WDPC
- Dallas, Georgia; United States;
- Broadcast area: Metro Atlanta
- Frequency: 1500 kHz

Programming
- Format: Christian talk and teaching

Ownership
- Owner: Word Christian Broadcasting, Inc.
- Sister stations: WDCY, WNEA

History
- Former call signs: WKRP (1979–1989)

Technical information
- Licensing authority: FCC
- Facility ID: 73871
- Class: D
- Power: 5,000 watts day 3,200 watts critical hours
- Transmitter coordinates: 33°56′40.00″N 84°49′28.00″W﻿ / ﻿33.9444444°N 84.8244444°W
- Translator: 102.1 MHz W271DK (Dallas)

Links
- Public license information: Public file; LMS;
- Website: WDPC Program Schedule

= WDPC =

WDPC (1500 kHz) is a Christian AM radio station broadcasting a Christian talk and teaching radio format. It is licensed to Dallas, Georgia, United States, and serves the west-northwestern Atlanta metropolitan area. The station is owned by Word Christian Broadcasting Inc. Much of the programming is simulcast with co-owned 1500 WDCY in Douglasville, Georgia and 1300 WNEA in Newnan, Georgia.

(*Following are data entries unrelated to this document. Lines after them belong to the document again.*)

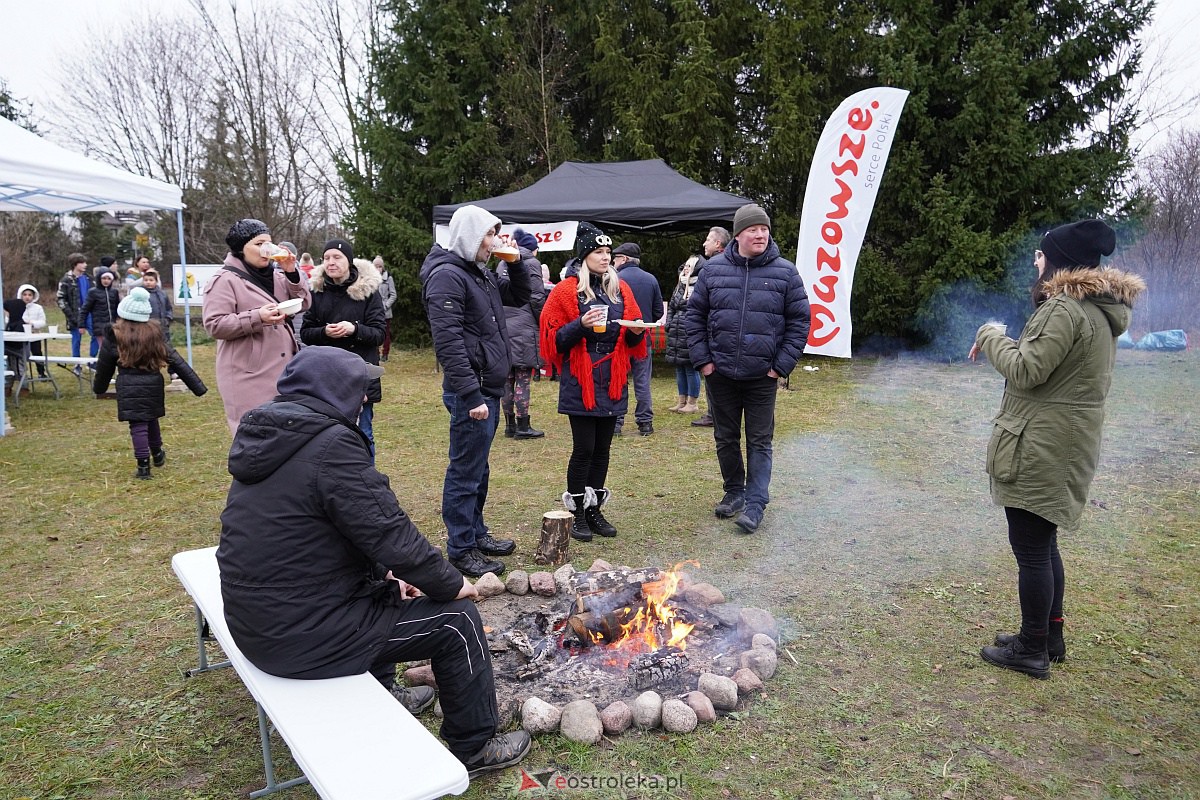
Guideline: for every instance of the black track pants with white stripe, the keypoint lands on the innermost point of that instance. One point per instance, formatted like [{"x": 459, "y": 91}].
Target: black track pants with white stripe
[{"x": 451, "y": 636}]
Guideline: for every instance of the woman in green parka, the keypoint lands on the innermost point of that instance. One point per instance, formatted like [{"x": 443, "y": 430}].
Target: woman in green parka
[{"x": 1045, "y": 440}]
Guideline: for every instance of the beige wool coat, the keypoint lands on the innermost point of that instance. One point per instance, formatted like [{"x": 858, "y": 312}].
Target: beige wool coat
[
  {"x": 1045, "y": 440},
  {"x": 251, "y": 354}
]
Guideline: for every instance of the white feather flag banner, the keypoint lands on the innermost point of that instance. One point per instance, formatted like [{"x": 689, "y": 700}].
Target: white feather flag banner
[{"x": 843, "y": 184}]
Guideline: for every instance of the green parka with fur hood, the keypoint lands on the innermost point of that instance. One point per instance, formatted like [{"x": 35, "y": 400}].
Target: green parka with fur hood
[{"x": 1045, "y": 440}]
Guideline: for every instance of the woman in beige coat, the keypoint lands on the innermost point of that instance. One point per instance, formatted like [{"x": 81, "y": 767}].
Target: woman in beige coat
[
  {"x": 1045, "y": 440},
  {"x": 255, "y": 338}
]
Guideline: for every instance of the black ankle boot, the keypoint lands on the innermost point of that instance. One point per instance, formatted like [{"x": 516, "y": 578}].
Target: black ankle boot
[
  {"x": 1056, "y": 647},
  {"x": 599, "y": 525},
  {"x": 580, "y": 529},
  {"x": 526, "y": 432},
  {"x": 1020, "y": 655}
]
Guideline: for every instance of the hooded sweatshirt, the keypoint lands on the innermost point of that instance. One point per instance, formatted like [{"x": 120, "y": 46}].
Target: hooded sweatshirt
[
  {"x": 1045, "y": 440},
  {"x": 310, "y": 528},
  {"x": 465, "y": 302}
]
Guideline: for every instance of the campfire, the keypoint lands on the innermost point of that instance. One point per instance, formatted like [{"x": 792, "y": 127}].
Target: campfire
[
  {"x": 630, "y": 617},
  {"x": 574, "y": 643}
]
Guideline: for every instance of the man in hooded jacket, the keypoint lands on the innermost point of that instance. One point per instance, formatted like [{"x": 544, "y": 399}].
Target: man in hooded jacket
[
  {"x": 323, "y": 575},
  {"x": 465, "y": 302}
]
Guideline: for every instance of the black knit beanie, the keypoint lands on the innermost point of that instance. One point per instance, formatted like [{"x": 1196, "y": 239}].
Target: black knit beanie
[
  {"x": 241, "y": 232},
  {"x": 1079, "y": 244}
]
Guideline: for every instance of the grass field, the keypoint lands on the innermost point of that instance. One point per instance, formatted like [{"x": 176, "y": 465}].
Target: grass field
[{"x": 881, "y": 553}]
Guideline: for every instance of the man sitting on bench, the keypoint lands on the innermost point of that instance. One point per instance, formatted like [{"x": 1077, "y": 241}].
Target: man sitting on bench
[{"x": 323, "y": 573}]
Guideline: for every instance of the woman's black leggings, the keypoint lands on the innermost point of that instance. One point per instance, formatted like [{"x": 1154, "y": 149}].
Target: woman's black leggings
[
  {"x": 1039, "y": 575},
  {"x": 591, "y": 446}
]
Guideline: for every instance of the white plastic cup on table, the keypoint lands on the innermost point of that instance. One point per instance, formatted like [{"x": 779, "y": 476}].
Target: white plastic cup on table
[{"x": 603, "y": 325}]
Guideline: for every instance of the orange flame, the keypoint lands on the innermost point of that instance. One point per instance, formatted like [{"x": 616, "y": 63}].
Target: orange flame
[{"x": 651, "y": 626}]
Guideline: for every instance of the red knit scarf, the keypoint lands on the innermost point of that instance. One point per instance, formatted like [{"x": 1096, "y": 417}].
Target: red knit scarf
[{"x": 562, "y": 307}]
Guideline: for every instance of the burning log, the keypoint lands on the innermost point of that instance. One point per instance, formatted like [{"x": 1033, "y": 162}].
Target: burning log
[
  {"x": 655, "y": 668},
  {"x": 556, "y": 535}
]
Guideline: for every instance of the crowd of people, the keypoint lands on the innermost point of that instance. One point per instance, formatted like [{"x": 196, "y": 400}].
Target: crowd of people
[{"x": 324, "y": 573}]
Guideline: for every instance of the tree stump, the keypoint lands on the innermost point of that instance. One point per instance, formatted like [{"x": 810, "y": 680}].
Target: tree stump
[{"x": 556, "y": 535}]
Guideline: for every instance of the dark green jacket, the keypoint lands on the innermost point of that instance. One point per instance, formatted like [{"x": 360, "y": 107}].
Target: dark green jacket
[{"x": 1045, "y": 440}]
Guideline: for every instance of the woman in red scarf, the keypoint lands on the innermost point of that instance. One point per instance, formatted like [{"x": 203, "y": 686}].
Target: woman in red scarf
[{"x": 582, "y": 338}]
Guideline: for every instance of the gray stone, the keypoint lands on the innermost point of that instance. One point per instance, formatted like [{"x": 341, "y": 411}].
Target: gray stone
[
  {"x": 703, "y": 595},
  {"x": 763, "y": 641},
  {"x": 700, "y": 703},
  {"x": 420, "y": 677},
  {"x": 543, "y": 583},
  {"x": 756, "y": 620},
  {"x": 616, "y": 717},
  {"x": 747, "y": 680},
  {"x": 648, "y": 710},
  {"x": 489, "y": 585},
  {"x": 678, "y": 716},
  {"x": 517, "y": 583},
  {"x": 581, "y": 722},
  {"x": 539, "y": 716},
  {"x": 762, "y": 661},
  {"x": 719, "y": 689},
  {"x": 563, "y": 578}
]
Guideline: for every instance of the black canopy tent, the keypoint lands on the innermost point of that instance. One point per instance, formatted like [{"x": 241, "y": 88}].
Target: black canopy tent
[{"x": 630, "y": 194}]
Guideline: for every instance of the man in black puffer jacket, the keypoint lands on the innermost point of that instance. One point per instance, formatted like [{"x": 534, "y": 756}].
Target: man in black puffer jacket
[
  {"x": 748, "y": 323},
  {"x": 465, "y": 302},
  {"x": 319, "y": 565}
]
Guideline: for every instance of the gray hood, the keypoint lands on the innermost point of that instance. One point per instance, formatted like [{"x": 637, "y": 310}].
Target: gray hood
[{"x": 468, "y": 226}]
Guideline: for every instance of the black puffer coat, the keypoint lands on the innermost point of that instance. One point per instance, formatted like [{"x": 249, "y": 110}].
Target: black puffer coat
[
  {"x": 355, "y": 300},
  {"x": 101, "y": 304},
  {"x": 141, "y": 396},
  {"x": 748, "y": 314},
  {"x": 309, "y": 530}
]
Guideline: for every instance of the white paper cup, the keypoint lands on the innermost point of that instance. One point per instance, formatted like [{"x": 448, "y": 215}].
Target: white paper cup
[{"x": 603, "y": 325}]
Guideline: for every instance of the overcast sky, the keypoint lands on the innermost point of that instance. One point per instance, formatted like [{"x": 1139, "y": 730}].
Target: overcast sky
[{"x": 40, "y": 34}]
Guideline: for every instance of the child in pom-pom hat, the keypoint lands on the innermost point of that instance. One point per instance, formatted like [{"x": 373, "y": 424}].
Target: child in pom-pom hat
[{"x": 133, "y": 347}]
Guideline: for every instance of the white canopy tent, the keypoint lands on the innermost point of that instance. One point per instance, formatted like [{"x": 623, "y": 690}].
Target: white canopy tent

WDPC is a daytimer, transmitting with 5,000 watts during daytime hours and with 3,200 watts during critical hours at local sunrise and sunset. The station signs off during nighttime hours because AM 1500 is a clear channel frequency. The station is classified as a class D station by the U.S. Federal Communications Commission (FCC).

==History==
===As WKRP===
The station signed on in September 1979 as WKRP. At first, the FCC denied the call sign to the new station, stating that MTM Enterprises, the producers of the popular CBS television series WKRP in Cincinnati, had a 'hold' on the call letters. When the station's lawyer told the FCC that "MTM is neither a licensee, nor a permittee. Therefore, MTM has no legal basis to reserve the WKRP callsign", the FCC allowed the assignment.

===As WDPC===
In August 1989, the station switched to WDPC, meaning Dallas/Paulding County.